1. The funder. Their focus is price, performance and return on investment (ROI)
2.The user. This is someone who will actually use the product or service. Their focus is on making their job easier.
3. The champion for the purchase. This individual may advocate the purchase as part of solving a problem or improving performance. Their focus is on making the problem go away or getting improvements
4.The technical influence. They can have veto power over a decision on technical grounds. Their focus is on the technical fit of the purchase
5.The procurement person.
For the sales person to be successful they need to know who will be making the decision and how to focus on them, as each will be looking for different results. My preference is to always keep “the funder” away from the sales people until I want to involve them. The reason for that is in the supplier’s dealing with the users, the champion or the technical influence, the supplier will begin to form an opinion about how they perceive their and other suppliers chances of getting the business. The more they know you need or want them the less competitive they feel they need to be. This has a negative impact on the procurement person’s ability to negotiate price.

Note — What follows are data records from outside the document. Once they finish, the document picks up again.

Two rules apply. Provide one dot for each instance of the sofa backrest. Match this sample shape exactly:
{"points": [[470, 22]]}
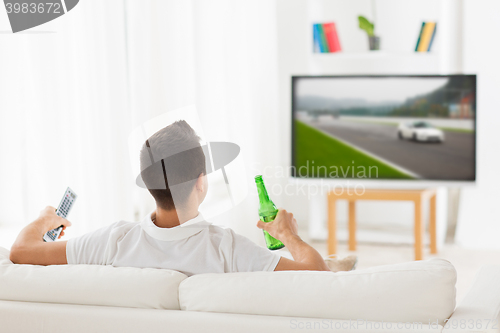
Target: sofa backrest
{"points": [[90, 285], [419, 291]]}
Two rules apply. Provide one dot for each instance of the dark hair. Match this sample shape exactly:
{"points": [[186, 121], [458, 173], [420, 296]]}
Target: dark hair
{"points": [[171, 162]]}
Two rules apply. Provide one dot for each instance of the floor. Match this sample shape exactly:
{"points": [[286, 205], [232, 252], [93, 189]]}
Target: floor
{"points": [[466, 261]]}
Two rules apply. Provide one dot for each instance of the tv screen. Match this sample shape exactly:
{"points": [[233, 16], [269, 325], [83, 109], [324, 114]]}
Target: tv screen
{"points": [[384, 127]]}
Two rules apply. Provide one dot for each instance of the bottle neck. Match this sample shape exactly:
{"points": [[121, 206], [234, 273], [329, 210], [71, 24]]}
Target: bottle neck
{"points": [[261, 190]]}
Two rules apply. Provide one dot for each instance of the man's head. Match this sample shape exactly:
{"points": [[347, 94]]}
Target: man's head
{"points": [[173, 167]]}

This is where “the funder” can be used to assist in the negotiation of the price and can help level the playing field. While a supplier may know that they have a solution that is preferred against other suppliers, what they don’t know is all the other problems or investments “the funder” has to consider in terms of whether to fund this purchase. “The funder” will look upon the purchase from a strictly financial results perspective. How does it fit within their available budget? How does it compare with all the other investments they need to make? What is the ROI from this purchase versus other investments?

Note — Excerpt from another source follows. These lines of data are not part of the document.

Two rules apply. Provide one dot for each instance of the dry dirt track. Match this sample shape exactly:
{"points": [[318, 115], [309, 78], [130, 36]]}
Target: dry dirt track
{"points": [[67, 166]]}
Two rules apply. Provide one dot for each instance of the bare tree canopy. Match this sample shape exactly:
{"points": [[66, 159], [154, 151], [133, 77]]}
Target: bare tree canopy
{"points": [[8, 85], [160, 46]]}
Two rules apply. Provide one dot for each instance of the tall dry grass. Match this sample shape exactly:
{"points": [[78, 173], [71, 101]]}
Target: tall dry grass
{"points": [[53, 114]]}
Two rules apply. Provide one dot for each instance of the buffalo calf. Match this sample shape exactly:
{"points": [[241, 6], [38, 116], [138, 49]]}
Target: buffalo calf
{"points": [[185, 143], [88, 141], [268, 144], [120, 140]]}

“The funder” can send the message that if the supplier wants to make the sale, and have him or her invest in solving this problem versus other investments they need to make, the supplier needs to provide them with a better ROI. To improve the ROI the supplier has only two options and both of them are good for the buyer. They can provide more at the same price, such as extended warranty or other services or they can reduce the price. When a buyer tells a supplier they need to lower their price the supplier knows that’s the buyer’s job and they may still not lose the business if everyone else on the decision team wants that solution. When the funder tells a supplier they need to improve their ROI or risk losing the sale it’s a different message. If the funder doesn’t agree, the odds are high that they will lose the sale.